Hi,
I've got a product that uses audio/speech, EXCLUSIVELY, as it's output modality. It's severely resource constrained (size, power, cost, etc.) so the TTS system doesn't have features that aren't "guaranteed" to pay for themselves (e.g., it does an abysmal job reciting poetry, mispronounces many place names -- "Worcester", "Phoenix", etc. -- and proper names -- "Xerox", "Giovanni", etc.).
But, the text that it is primarily charged with speaking it does a good job handling -- obviously because the two issues were designed hand-in-hand! And, users become accustomed to the speech and its idiosyncrasies, with use.
However, there is a whole class of "unconstrained" input that I have to address -- text sourced from outside the device -- that I could
*never* handle even "adequately" given the resources available. This is true even when the application domain is reasonably well constrained. (e.g., expecting it to handle "The Polish woman polishing the pews in the church of St. Zygmunt Gorazdowski on Leigh St. read the hymnal that I am reading" would be an absurd goal!)This unconstrained input tends to occur in "exceptional" circumstances: something unexpected has happened which exposes these dialogs to the user. So, they aren't familiar with them -- nor would the folks at a "Help Desk" be (as they are outside the scope of the product!). The problem is, most interfaces are designed expecting a user to *read* them. So, things like "Contact Dr. S. Martin at x237 for assistance 9A-5P" are relatively easy to comprehend "in print form". But, deciding how that should be *spoken* is an entirely different matter!
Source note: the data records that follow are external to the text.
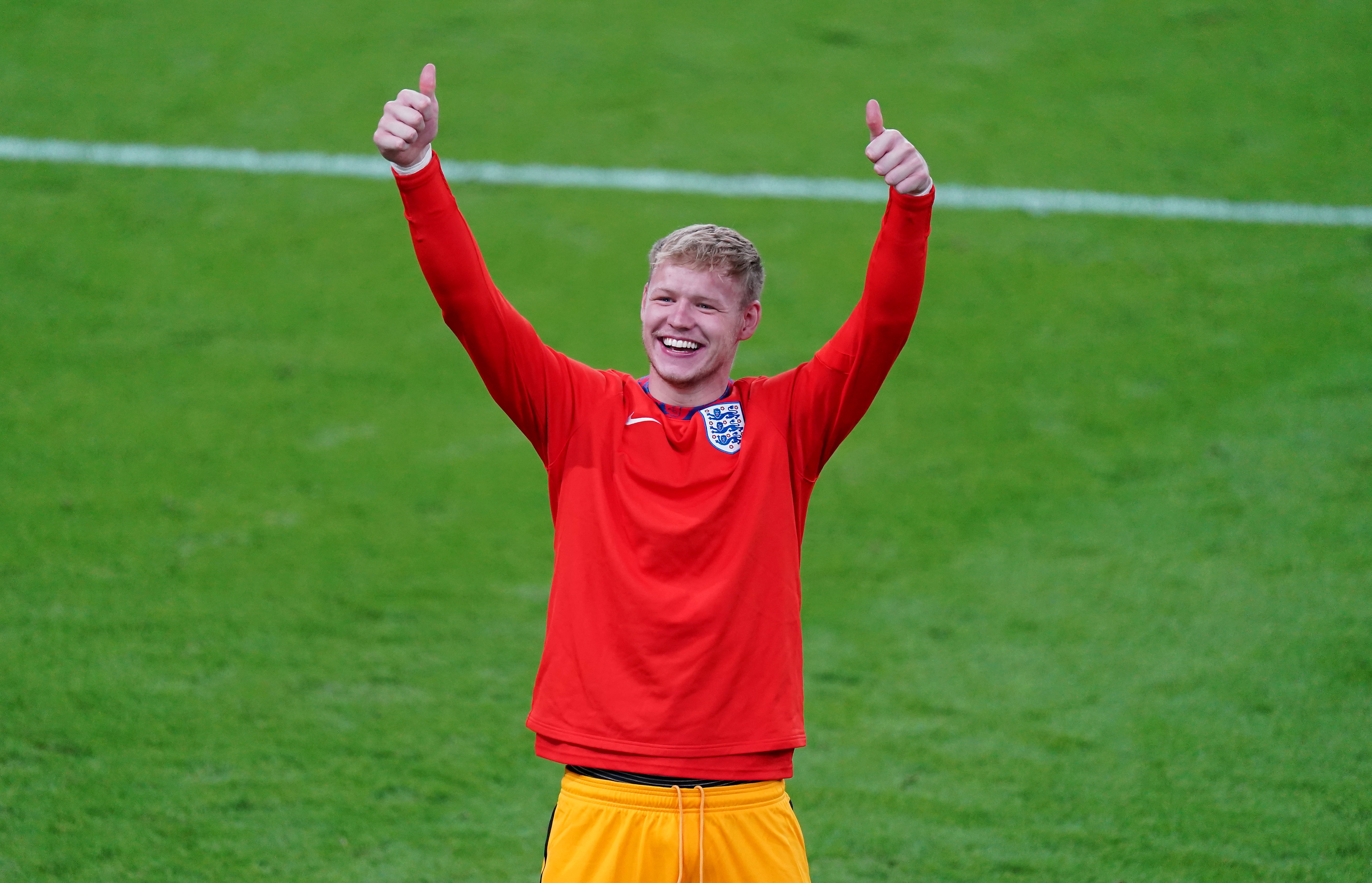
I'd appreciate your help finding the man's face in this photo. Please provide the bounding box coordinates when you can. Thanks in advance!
[639,262,762,388]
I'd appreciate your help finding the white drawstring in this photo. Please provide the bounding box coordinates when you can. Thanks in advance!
[696,786,705,883]
[672,784,705,883]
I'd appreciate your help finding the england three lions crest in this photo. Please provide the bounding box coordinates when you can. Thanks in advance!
[700,402,744,454]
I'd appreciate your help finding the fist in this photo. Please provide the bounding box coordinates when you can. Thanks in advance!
[867,100,933,193]
[372,64,438,166]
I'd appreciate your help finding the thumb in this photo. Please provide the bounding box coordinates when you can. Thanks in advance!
[867,99,886,138]
[420,64,436,101]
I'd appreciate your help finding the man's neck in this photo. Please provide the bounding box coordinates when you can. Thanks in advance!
[648,366,729,407]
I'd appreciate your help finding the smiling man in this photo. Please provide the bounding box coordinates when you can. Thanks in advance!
[373,64,934,883]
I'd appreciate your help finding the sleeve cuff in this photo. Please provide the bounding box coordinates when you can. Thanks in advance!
[391,144,434,174]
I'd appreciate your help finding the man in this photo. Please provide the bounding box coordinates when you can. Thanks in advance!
[373,64,934,883]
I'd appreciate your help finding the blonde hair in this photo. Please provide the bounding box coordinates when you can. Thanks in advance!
[648,223,767,307]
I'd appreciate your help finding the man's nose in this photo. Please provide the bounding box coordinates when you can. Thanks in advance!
[667,300,696,328]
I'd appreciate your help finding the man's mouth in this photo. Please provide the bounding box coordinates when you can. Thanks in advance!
[657,337,701,355]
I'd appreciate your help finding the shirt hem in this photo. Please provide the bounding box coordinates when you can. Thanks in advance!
[524,714,805,758]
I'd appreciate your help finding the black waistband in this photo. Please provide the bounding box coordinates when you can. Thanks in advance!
[567,764,760,788]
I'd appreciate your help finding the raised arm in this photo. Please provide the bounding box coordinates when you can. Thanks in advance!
[774,101,934,480]
[372,64,598,463]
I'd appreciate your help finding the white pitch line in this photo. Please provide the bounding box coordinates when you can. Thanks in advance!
[0,137,1372,226]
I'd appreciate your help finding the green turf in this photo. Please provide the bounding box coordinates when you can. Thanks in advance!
[0,1,1372,883]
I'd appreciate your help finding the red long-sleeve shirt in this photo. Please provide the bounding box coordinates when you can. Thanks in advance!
[396,156,934,779]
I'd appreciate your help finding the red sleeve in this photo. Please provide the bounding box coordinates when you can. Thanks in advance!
[771,182,934,481]
[395,154,598,465]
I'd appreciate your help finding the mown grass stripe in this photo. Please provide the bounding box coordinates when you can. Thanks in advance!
[0,137,1372,226]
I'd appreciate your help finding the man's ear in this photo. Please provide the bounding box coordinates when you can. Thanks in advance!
[738,300,763,340]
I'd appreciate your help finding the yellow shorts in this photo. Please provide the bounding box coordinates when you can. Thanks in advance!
[543,772,809,883]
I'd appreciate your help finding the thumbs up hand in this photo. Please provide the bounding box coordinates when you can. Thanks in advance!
[867,100,933,193]
[372,64,438,166]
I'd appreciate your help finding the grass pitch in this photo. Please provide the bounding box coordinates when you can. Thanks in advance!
[0,1,1372,883]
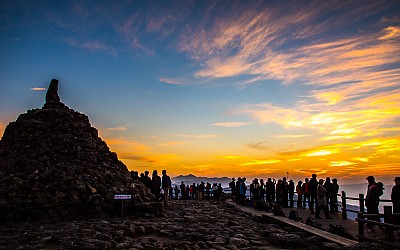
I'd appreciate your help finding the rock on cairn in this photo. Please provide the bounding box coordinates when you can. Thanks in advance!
[0,79,154,222]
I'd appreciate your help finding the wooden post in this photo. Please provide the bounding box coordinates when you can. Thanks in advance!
[357,212,364,237]
[358,194,365,213]
[342,191,347,220]
[383,206,393,240]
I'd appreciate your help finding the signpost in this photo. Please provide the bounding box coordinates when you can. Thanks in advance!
[114,194,132,217]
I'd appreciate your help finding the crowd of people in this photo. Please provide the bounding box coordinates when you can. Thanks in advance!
[229,174,339,219]
[131,170,223,206]
[131,170,400,224]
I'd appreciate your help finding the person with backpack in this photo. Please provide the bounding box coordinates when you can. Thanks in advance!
[301,178,310,208]
[229,178,236,200]
[308,174,318,214]
[324,177,334,214]
[332,178,339,212]
[315,179,332,220]
[391,177,400,225]
[296,181,303,208]
[288,180,295,208]
[161,170,172,207]
[151,170,161,201]
[365,176,383,229]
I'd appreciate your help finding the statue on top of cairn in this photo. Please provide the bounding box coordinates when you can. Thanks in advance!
[43,79,66,109]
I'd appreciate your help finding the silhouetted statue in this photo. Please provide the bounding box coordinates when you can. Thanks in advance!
[46,79,60,103]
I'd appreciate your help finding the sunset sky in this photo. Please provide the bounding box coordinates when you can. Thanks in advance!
[0,0,400,184]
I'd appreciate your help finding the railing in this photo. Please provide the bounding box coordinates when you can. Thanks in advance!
[337,191,392,220]
[341,191,400,248]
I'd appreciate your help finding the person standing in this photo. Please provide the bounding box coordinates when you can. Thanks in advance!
[332,178,339,212]
[229,178,236,200]
[324,177,334,214]
[260,179,265,205]
[391,177,400,225]
[288,180,295,208]
[308,174,318,214]
[365,176,383,229]
[239,177,247,205]
[179,181,186,200]
[161,170,172,206]
[301,178,310,208]
[282,177,289,207]
[296,181,303,208]
[315,179,332,220]
[151,170,161,201]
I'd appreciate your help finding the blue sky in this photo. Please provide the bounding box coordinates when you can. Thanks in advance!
[0,0,400,182]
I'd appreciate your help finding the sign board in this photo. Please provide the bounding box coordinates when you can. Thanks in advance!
[114,194,132,200]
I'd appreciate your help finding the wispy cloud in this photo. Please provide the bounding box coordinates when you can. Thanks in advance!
[67,39,117,55]
[174,134,218,139]
[247,142,271,150]
[378,26,400,40]
[212,122,250,128]
[107,126,127,131]
[157,141,185,147]
[29,87,47,91]
[274,135,310,138]
[159,77,185,85]
[240,159,281,166]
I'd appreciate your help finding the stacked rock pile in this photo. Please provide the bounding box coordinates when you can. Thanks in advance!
[0,80,154,221]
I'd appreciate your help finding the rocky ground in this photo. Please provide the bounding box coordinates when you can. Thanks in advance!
[0,200,380,249]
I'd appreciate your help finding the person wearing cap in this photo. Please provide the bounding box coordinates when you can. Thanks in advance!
[315,179,332,219]
[391,177,400,225]
[308,174,318,214]
[365,176,383,229]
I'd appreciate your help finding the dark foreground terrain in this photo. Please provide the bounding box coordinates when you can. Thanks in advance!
[0,200,381,249]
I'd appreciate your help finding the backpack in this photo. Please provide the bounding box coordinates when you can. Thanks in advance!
[306,217,323,230]
[288,210,302,221]
[329,224,356,240]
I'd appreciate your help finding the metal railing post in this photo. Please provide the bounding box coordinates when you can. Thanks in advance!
[357,212,364,237]
[342,191,347,220]
[383,206,393,240]
[358,194,365,213]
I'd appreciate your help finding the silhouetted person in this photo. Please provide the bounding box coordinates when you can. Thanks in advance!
[235,177,242,204]
[239,177,247,205]
[46,79,60,103]
[365,176,383,229]
[229,178,236,200]
[282,177,289,207]
[198,182,204,200]
[131,170,140,181]
[332,178,339,212]
[315,179,332,219]
[179,181,186,200]
[288,180,295,207]
[324,177,334,213]
[174,186,179,200]
[296,181,303,208]
[161,170,172,206]
[308,174,318,214]
[265,178,275,204]
[142,170,151,189]
[301,178,310,208]
[391,177,400,225]
[260,179,265,204]
[151,170,161,201]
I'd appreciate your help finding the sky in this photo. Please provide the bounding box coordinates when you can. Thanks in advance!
[0,0,400,184]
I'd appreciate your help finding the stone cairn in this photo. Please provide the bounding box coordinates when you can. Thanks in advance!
[0,79,155,222]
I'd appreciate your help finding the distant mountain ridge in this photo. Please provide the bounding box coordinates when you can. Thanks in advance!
[171,174,231,187]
I've implemented a fair number of rules to try to intelligently resolve things like numbers (555-1212; 3:00; 1:20:45; 4.25; 1,997; 2015; FE:00:C2:80:99:04; 192.168.1.193; etc.). And, things like "all caps" (IBM, WWW, FTP, DNS, HTTP, HTML, RSA, etc.) and mixed alphanumeric (P2P, SHA256, etc.) opting to "spell" those. Common abbreviations I replace with their expected counterparts (etc., e.g., i.e., Mon, Feb, etc.)
This still leaves a whole bunch of unpronounceable "text" (e.g., www, wrt, ext, etc.) that, I assume, should be treated much like the "all caps" case, above.
The question is, then, how do I signal to the listener that some part of the output text has been deemed unpronounceable (by whatever criteria I impose)? E.g., the typical "all caps" cases (above), "sound right" when spelled out "in-line" with the rest of the adjacent text. Because that's the way they tend to be spoken, normally!
But, what if an ARBITRARY, non-pronounceable string of characters is encountered and I have to resort to "spell it mode"? Should I just spell it like I would the all-caps case? Or, switch to an alternate voice to draw attention to the fact that "you will now hear a sequence of letters, digits and symbols spoken in place of a 'word'"? Or, inject some other annunciator before falling into this mode? ("bong", "ding", etc.)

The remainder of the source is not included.